Soutien de personnalités de renom nationales et internationales aux détenus politiques algériens : l’effet boule de neige !

Des personnalités signataires d’un appel à la libération des détenus du Hirak ainsi que des journalistes condamnés dénoncent l’acharnement du gouvernement algérien à leur encontre.

« La condamnation à deux ans de prison ferme de Khaled Drareni ce 15 septembre 2020, ainsi que celle d’Abdelkrim Zeghilèche à la même peine, sont l’ultime démonstration de cette justice aux ordres.
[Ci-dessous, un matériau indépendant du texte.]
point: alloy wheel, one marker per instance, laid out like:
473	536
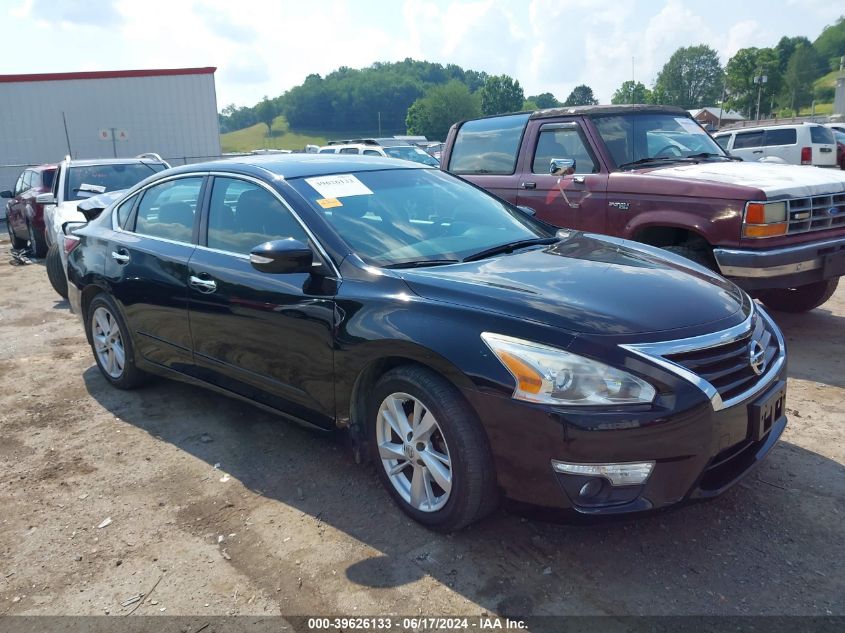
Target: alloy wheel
108	342
413	452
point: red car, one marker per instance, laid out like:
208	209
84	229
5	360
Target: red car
24	216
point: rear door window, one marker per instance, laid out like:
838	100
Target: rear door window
748	139
823	135
167	210
488	146
784	136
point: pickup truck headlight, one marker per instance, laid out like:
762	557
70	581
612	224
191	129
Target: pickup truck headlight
552	376
765	219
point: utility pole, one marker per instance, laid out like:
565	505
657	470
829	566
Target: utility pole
760	79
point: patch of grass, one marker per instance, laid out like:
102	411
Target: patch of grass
255	137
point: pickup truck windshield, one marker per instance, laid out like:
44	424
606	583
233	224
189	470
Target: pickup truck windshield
641	137
410	217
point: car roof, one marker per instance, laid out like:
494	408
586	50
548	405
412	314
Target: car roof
301	165
76	162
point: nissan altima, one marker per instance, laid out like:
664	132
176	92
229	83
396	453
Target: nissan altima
473	352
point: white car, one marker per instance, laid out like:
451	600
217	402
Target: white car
78	180
404	152
792	144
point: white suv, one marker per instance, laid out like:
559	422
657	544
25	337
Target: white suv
794	144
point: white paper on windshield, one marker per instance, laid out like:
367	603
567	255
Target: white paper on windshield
689	125
340	186
92	188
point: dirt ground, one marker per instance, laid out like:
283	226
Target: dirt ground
217	508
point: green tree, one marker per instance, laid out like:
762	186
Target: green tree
801	71
581	95
631	92
545	100
831	44
434	114
266	111
740	72
501	94
692	78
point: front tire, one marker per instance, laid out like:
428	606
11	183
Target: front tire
55	271
430	450
111	344
800	299
37	241
17	243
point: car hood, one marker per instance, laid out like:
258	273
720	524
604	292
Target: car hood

Les peines écopées par ces deux journalistes, punis pour avoir exercé avec honnêteté, responsabilité et engagement leur travail d’information, sont les plus lourdes prononcées contre des journalistes depuis l’indépendance de l’Algérie », ont annoncé ces personnalités.

Parmi les personnalités nationales et internationales signataires du document, figurent des universitaires libanais, marocains, français, syriens, égyptiens, sénégalais et espagnols mais également Noam Chomsky (philosophe et linguiste), Nacer Djabi (sociologue) ou encore Pierre Audin (fils du martyr Maurice Audin mort pour l’Algérie pendant la Guerre d’Indépendance).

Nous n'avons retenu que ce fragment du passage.